Study: Screaming cranes avoid wind turbines
Whooping cranes that migrate the Great Plains avoid “rest stops” located within 3 miles of wind energy infrastructure, according to a March 7 study in Ecological Applications.
Avoiding wind turbines can reduce collision mortality for birds, but it can also be more difficult and time consuming for migratory herds to find safe and convenient rest and gas stations. The findings of the study on migration behavior could improve future location decisions as the wind energy infrastructure continues to grow.
“In the past, federal agencies had considered wind-related impacts, primarily related to collision risks,” said Aaron Pearse, first author of the paper and wildlife biologist at the US Geological Survey’s Northern Prairie Wildlife Research Center. “I think this research is changing that paradigm by focusing more on potential impacts on key migratory habitats.”
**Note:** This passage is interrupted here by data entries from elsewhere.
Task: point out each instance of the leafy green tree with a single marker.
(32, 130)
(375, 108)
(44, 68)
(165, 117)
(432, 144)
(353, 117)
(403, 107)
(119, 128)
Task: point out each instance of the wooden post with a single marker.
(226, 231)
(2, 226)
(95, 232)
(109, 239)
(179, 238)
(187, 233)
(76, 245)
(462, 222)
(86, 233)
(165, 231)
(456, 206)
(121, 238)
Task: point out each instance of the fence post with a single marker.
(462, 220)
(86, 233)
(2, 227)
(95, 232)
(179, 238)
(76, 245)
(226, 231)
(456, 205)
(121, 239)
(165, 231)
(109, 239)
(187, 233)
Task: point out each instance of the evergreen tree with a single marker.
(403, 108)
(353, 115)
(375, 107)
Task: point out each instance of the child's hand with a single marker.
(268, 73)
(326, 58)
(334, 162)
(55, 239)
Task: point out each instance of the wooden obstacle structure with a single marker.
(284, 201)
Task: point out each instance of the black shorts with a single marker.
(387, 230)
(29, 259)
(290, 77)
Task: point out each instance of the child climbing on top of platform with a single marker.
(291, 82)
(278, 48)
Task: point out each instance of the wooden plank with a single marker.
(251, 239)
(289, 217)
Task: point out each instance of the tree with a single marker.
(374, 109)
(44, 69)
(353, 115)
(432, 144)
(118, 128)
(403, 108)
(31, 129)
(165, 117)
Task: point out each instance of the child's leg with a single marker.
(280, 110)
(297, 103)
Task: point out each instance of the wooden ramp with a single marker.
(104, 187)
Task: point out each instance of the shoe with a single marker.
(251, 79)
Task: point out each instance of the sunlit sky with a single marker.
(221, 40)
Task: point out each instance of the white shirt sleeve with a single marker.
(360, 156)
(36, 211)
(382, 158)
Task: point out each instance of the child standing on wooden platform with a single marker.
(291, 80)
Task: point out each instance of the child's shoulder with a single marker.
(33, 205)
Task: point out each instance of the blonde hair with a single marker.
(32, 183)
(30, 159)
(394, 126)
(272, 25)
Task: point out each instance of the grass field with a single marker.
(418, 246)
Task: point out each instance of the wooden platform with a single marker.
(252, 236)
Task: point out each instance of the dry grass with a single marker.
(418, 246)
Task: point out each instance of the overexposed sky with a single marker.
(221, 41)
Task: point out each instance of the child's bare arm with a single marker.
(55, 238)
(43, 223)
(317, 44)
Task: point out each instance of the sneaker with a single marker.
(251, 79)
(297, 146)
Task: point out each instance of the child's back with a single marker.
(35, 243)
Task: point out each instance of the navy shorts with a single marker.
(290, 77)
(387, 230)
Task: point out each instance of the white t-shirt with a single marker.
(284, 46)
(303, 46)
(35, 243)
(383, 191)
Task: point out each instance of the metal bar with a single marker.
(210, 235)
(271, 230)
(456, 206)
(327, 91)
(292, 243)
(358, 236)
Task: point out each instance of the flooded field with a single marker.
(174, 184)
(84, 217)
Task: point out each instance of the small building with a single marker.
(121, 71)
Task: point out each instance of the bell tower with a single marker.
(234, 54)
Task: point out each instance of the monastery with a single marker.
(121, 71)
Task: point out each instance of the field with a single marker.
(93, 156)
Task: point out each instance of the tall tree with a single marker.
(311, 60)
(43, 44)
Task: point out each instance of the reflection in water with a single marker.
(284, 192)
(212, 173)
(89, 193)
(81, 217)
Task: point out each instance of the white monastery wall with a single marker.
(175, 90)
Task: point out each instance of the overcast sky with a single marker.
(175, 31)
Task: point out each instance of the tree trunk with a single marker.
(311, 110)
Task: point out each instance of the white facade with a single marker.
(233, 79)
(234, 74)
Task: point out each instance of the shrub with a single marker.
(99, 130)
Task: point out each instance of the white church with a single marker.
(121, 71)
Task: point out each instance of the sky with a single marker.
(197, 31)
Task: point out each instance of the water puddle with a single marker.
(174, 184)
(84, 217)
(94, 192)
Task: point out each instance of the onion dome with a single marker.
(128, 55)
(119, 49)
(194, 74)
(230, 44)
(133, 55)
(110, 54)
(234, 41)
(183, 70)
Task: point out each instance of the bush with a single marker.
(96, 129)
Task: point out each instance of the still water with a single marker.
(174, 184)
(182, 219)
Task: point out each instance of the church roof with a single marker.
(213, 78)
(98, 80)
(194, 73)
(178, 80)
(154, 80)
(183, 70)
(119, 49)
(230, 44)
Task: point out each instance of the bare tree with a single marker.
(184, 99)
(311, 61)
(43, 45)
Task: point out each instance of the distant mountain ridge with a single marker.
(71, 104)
The study tracked screaming cranes migrating across the Great Plains, a region that includes a mosaic of farmland, grasslands and wetlands. The wind energy infrastructure in the region has increased rapidly in recent years. In 2010, 2,215 wind towers stood within the Whooping Crane migration corridor, which the study focused on. As of 2016, when the study ended, there were 7,622 wind towers in the same area.
Pearse and colleagues note that the crane population continued to grow over the six-year study period, suggesting that there are “no immediate consequences for the population”. However, they found that Whooping Cranes, which hiked the study area in 2010 and 2016, were 20 times more likely to select “rest areas” that were at least 3 miles from wind turbines than those closer to turbines.
The authors estimated that 5 percent of the high-quality layovers in the study area were affected by the presence of wind towers. The location of the wind infrastructure outside the Whooping Cranes migration corridor would reduce the risk of further habitat loss not only for the cranes but also for the millions of other birds that use the same land for breeding, migration and wintering habitats.
This article will be published in Birding Briefs in the May / June 2021 issue of BirdWatching.